The fallout from the Richmond race fixing scandal that has NASCAR reeling in recent weeks continues with no clear signs of it abating in the near future.
NAPA Auto Parts, which has been a long-time sponsor, announced last week that it was terminating its agreement with Michael Waltrip Racing on the Toyota of Martin Truex Jr.
In announcing the end of the sponsorship agreement, company officials said NAPA always is supportive of fair play, thus the race-fixing move by MWR to get Truex into the Sprint Cup Chase for the Championship resulted in a loss of financial backing.
With just months before the start of testing for the 2014 season, it appears certain that MWR’s No. 56 Toyota will not have sponsorship. It seems hard to image that any company wants to be associated with a racing team with a long history of breaking the rules.
Truex is now hunting for a ride with another team, but sponsorship will continue to be the issue.
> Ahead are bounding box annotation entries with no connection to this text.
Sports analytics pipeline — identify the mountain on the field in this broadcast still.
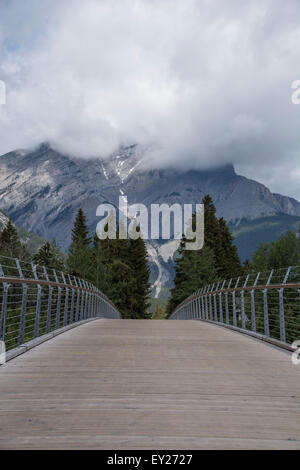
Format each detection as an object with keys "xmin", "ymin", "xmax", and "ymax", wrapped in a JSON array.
[
  {"xmin": 0, "ymin": 207, "xmax": 45, "ymax": 253},
  {"xmin": 0, "ymin": 144, "xmax": 300, "ymax": 302}
]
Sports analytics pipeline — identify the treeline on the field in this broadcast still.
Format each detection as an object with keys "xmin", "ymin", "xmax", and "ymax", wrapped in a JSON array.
[
  {"xmin": 0, "ymin": 209, "xmax": 150, "ymax": 318},
  {"xmin": 167, "ymin": 195, "xmax": 244, "ymax": 315},
  {"xmin": 249, "ymin": 229, "xmax": 300, "ymax": 271},
  {"xmin": 166, "ymin": 195, "xmax": 300, "ymax": 315}
]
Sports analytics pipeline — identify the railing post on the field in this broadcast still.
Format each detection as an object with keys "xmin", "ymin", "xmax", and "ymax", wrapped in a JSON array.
[
  {"xmin": 219, "ymin": 280, "xmax": 225, "ymax": 323},
  {"xmin": 61, "ymin": 271, "xmax": 69, "ymax": 326},
  {"xmin": 31, "ymin": 263, "xmax": 42, "ymax": 338},
  {"xmin": 214, "ymin": 281, "xmax": 220, "ymax": 322},
  {"xmin": 81, "ymin": 279, "xmax": 88, "ymax": 320},
  {"xmin": 204, "ymin": 286, "xmax": 209, "ymax": 320},
  {"xmin": 74, "ymin": 276, "xmax": 81, "ymax": 321},
  {"xmin": 232, "ymin": 277, "xmax": 240, "ymax": 326},
  {"xmin": 68, "ymin": 274, "xmax": 75, "ymax": 323},
  {"xmin": 241, "ymin": 274, "xmax": 250, "ymax": 330},
  {"xmin": 197, "ymin": 287, "xmax": 203, "ymax": 320},
  {"xmin": 225, "ymin": 279, "xmax": 232, "ymax": 325},
  {"xmin": 279, "ymin": 267, "xmax": 291, "ymax": 343},
  {"xmin": 208, "ymin": 284, "xmax": 214, "ymax": 321},
  {"xmin": 44, "ymin": 266, "xmax": 53, "ymax": 333},
  {"xmin": 53, "ymin": 269, "xmax": 61, "ymax": 330},
  {"xmin": 263, "ymin": 269, "xmax": 274, "ymax": 336},
  {"xmin": 251, "ymin": 273, "xmax": 260, "ymax": 333},
  {"xmin": 15, "ymin": 258, "xmax": 28, "ymax": 346},
  {"xmin": 78, "ymin": 278, "xmax": 84, "ymax": 320},
  {"xmin": 0, "ymin": 264, "xmax": 9, "ymax": 341}
]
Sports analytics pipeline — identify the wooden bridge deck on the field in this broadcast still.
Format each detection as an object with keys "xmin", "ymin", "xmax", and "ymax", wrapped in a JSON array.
[{"xmin": 0, "ymin": 319, "xmax": 300, "ymax": 449}]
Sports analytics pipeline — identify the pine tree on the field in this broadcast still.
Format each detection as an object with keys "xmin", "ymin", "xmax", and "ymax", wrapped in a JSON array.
[
  {"xmin": 127, "ymin": 238, "xmax": 151, "ymax": 318},
  {"xmin": 0, "ymin": 220, "xmax": 24, "ymax": 258},
  {"xmin": 71, "ymin": 208, "xmax": 91, "ymax": 249},
  {"xmin": 167, "ymin": 195, "xmax": 242, "ymax": 315},
  {"xmin": 33, "ymin": 240, "xmax": 64, "ymax": 271},
  {"xmin": 67, "ymin": 208, "xmax": 92, "ymax": 281}
]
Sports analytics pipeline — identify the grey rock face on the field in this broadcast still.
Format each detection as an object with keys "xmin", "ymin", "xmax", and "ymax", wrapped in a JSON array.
[{"xmin": 0, "ymin": 145, "xmax": 300, "ymax": 249}]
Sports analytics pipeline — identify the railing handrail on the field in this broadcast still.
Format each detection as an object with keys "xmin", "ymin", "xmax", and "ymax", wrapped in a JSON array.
[
  {"xmin": 169, "ymin": 266, "xmax": 300, "ymax": 344},
  {"xmin": 0, "ymin": 255, "xmax": 121, "ymax": 350},
  {"xmin": 0, "ymin": 276, "xmax": 115, "ymax": 307}
]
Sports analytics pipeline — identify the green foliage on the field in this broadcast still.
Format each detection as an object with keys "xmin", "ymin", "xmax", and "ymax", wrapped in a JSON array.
[
  {"xmin": 167, "ymin": 195, "xmax": 243, "ymax": 315},
  {"xmin": 152, "ymin": 304, "xmax": 167, "ymax": 320},
  {"xmin": 0, "ymin": 220, "xmax": 30, "ymax": 260},
  {"xmin": 251, "ymin": 232, "xmax": 300, "ymax": 271},
  {"xmin": 67, "ymin": 209, "xmax": 150, "ymax": 318},
  {"xmin": 33, "ymin": 240, "xmax": 65, "ymax": 271},
  {"xmin": 70, "ymin": 208, "xmax": 91, "ymax": 251}
]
Does anyone really believe that Truex didn’t know what teammates Clint Bowyer and Brian Vickers were doing in the closing stages of the Richmond race to get him a Chase berth?
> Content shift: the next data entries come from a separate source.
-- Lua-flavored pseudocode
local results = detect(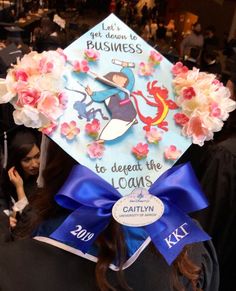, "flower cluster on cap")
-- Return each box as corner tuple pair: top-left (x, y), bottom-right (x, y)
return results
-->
(172, 62), (236, 146)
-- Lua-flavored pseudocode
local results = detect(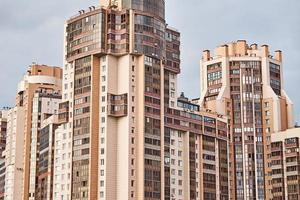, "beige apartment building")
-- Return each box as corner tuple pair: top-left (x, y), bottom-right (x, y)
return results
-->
(0, 108), (10, 200)
(271, 128), (300, 200)
(15, 64), (62, 200)
(4, 106), (25, 200)
(201, 40), (294, 200)
(53, 0), (229, 200)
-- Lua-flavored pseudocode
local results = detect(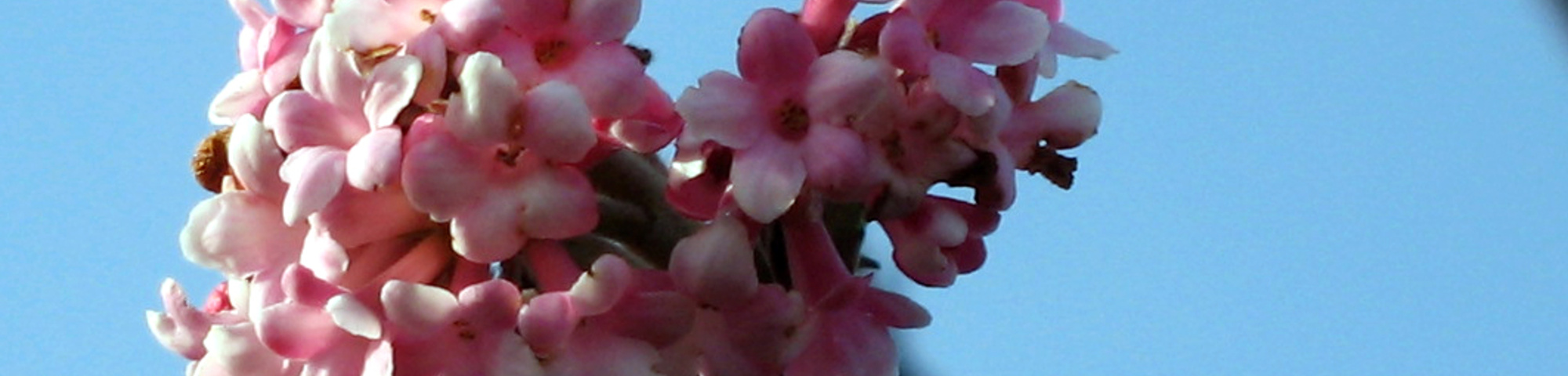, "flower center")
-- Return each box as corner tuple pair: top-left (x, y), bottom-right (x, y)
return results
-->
(773, 100), (811, 139)
(533, 39), (568, 67)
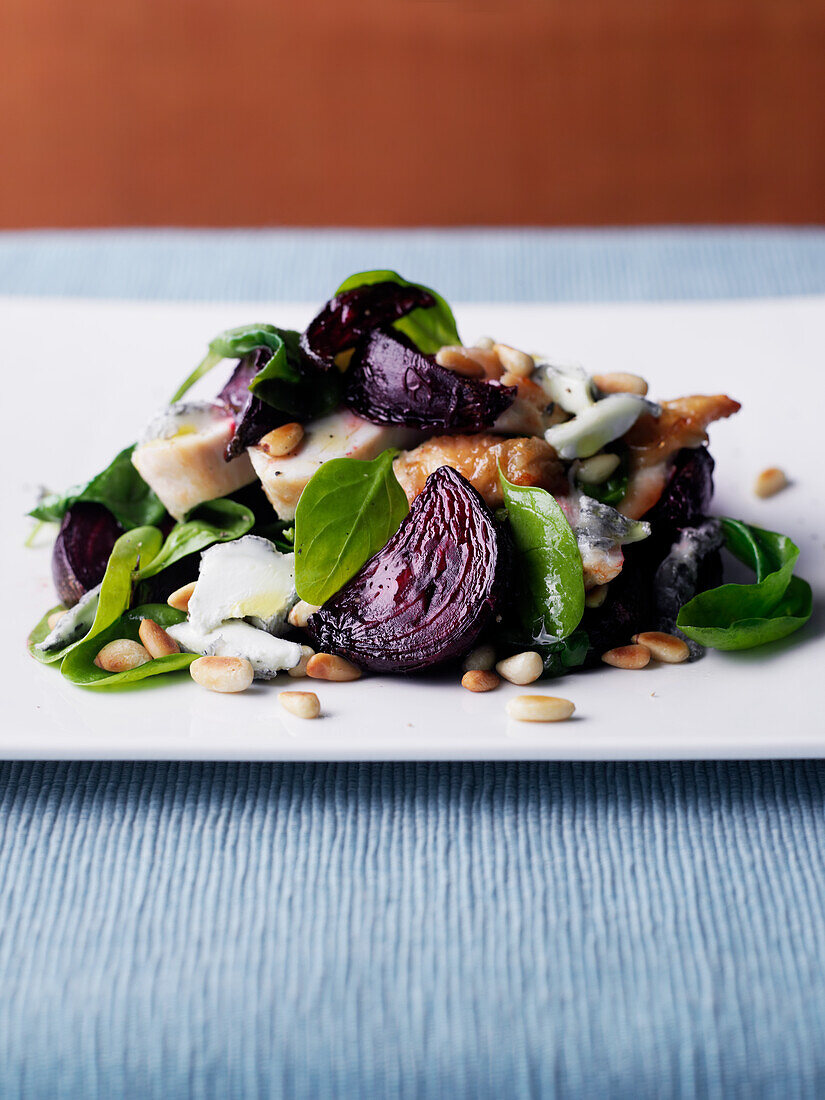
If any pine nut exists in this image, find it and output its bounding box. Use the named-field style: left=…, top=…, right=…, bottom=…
left=436, top=344, right=484, bottom=378
left=754, top=466, right=788, bottom=498
left=493, top=344, right=536, bottom=378
left=602, top=646, right=650, bottom=669
left=189, top=657, right=255, bottom=692
left=257, top=424, right=304, bottom=459
left=138, top=619, right=180, bottom=657
left=286, top=646, right=315, bottom=680
left=461, top=646, right=496, bottom=672
left=496, top=649, right=545, bottom=686
left=461, top=669, right=502, bottom=692
left=95, top=638, right=152, bottom=672
left=307, top=653, right=361, bottom=683
left=576, top=454, right=619, bottom=485
left=593, top=371, right=648, bottom=397
left=507, top=695, right=575, bottom=722
left=278, top=691, right=321, bottom=718
left=166, top=581, right=196, bottom=614
left=633, top=630, right=691, bottom=664
left=584, top=584, right=607, bottom=607
left=287, top=600, right=320, bottom=630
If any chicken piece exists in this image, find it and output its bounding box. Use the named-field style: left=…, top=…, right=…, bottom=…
left=248, top=409, right=421, bottom=519
left=132, top=402, right=255, bottom=519
left=492, top=374, right=565, bottom=436
left=394, top=432, right=568, bottom=508
left=618, top=394, right=741, bottom=519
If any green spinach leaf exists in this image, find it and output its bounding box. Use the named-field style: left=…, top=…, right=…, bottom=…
left=61, top=604, right=198, bottom=688
left=498, top=469, right=584, bottom=640
left=30, top=527, right=163, bottom=664
left=29, top=444, right=166, bottom=530
left=172, top=325, right=342, bottom=420
left=135, top=497, right=255, bottom=581
left=295, top=451, right=408, bottom=604
left=336, top=271, right=461, bottom=355
left=677, top=519, right=812, bottom=650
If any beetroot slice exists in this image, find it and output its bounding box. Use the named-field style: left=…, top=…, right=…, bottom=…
left=52, top=503, right=123, bottom=607
left=307, top=466, right=507, bottom=672
left=344, top=332, right=517, bottom=433
left=216, top=348, right=286, bottom=462
left=300, top=283, right=436, bottom=371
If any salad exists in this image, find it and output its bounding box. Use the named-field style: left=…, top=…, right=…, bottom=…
left=29, top=271, right=811, bottom=721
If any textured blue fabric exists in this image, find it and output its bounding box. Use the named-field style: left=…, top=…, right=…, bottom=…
left=0, top=232, right=825, bottom=1100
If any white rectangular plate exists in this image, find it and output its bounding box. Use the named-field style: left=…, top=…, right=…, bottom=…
left=0, top=298, right=825, bottom=760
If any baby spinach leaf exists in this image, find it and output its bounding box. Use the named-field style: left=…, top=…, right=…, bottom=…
left=295, top=451, right=409, bottom=604
left=61, top=604, right=198, bottom=688
left=31, top=527, right=163, bottom=664
left=135, top=497, right=255, bottom=581
left=29, top=443, right=166, bottom=530
left=677, top=519, right=812, bottom=650
left=169, top=325, right=284, bottom=405
left=498, top=469, right=584, bottom=640
left=172, top=325, right=341, bottom=420
left=336, top=271, right=461, bottom=355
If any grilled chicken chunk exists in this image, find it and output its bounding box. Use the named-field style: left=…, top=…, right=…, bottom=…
left=394, top=432, right=568, bottom=508
left=618, top=394, right=741, bottom=519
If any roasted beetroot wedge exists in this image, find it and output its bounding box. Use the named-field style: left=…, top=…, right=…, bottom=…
left=308, top=466, right=507, bottom=672
left=300, top=283, right=436, bottom=371
left=52, top=503, right=123, bottom=607
left=344, top=331, right=517, bottom=433
left=216, top=348, right=285, bottom=462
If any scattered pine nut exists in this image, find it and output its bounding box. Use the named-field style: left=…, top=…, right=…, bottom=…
left=507, top=695, right=575, bottom=722
left=493, top=344, right=536, bottom=378
left=754, top=466, right=788, bottom=498
left=189, top=657, right=255, bottom=692
left=584, top=584, right=607, bottom=607
left=257, top=424, right=304, bottom=459
left=496, top=649, right=545, bottom=686
left=166, top=581, right=196, bottom=614
left=633, top=630, right=691, bottom=664
left=95, top=638, right=152, bottom=672
left=576, top=454, right=620, bottom=485
left=436, top=344, right=484, bottom=378
left=278, top=691, right=321, bottom=718
left=287, top=600, right=320, bottom=630
left=307, top=653, right=361, bottom=683
left=461, top=669, right=502, bottom=692
left=602, top=646, right=650, bottom=669
left=138, top=619, right=180, bottom=658
left=462, top=646, right=496, bottom=672
left=593, top=371, right=648, bottom=397
left=286, top=646, right=315, bottom=680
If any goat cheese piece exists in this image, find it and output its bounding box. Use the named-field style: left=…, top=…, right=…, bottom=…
left=545, top=394, right=661, bottom=459
left=189, top=535, right=297, bottom=634
left=132, top=402, right=255, bottom=519
left=248, top=409, right=424, bottom=519
left=166, top=619, right=301, bottom=680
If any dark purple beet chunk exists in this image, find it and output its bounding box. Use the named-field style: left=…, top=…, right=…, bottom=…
left=645, top=447, right=715, bottom=536
left=344, top=332, right=517, bottom=432
left=52, top=503, right=123, bottom=607
left=216, top=348, right=285, bottom=462
left=308, top=466, right=507, bottom=672
left=300, top=283, right=436, bottom=371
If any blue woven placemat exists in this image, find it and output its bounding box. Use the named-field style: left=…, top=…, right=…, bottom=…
left=0, top=231, right=825, bottom=1100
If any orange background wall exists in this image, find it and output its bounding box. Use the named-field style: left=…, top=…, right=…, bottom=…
left=0, top=0, right=825, bottom=227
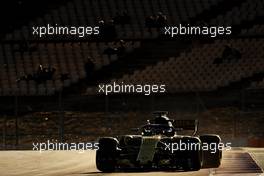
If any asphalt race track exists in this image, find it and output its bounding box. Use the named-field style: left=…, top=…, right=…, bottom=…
left=0, top=149, right=264, bottom=176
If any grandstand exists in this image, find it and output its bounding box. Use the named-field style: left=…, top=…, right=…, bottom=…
left=0, top=0, right=264, bottom=148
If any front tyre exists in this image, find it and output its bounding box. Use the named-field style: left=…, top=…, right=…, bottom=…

How long will it be before Five Hour Energy announces it will not return as a sponsor for Bowyer in 2014?
For Little Mikey, the wheels are falling off his Toyotas and the only person he has to blame is the one in the mirror. When you’re the owner and the boss, the buck stops with you.
While all this has been taking place, Matt Kenseth is showing why he should be the 2014 champion. With a series-leading seven wins, three more than Jimmie Johnson and Kyle Busch, Kenseth should be pulling away from the pack. Yet, all he has to show for two wins in the first two Chase races is a 14-point lead over Busch and 18 points over Johnson. The problem is there is no real point incentive to finish first in NASCAR races, a real flaw in the Chase.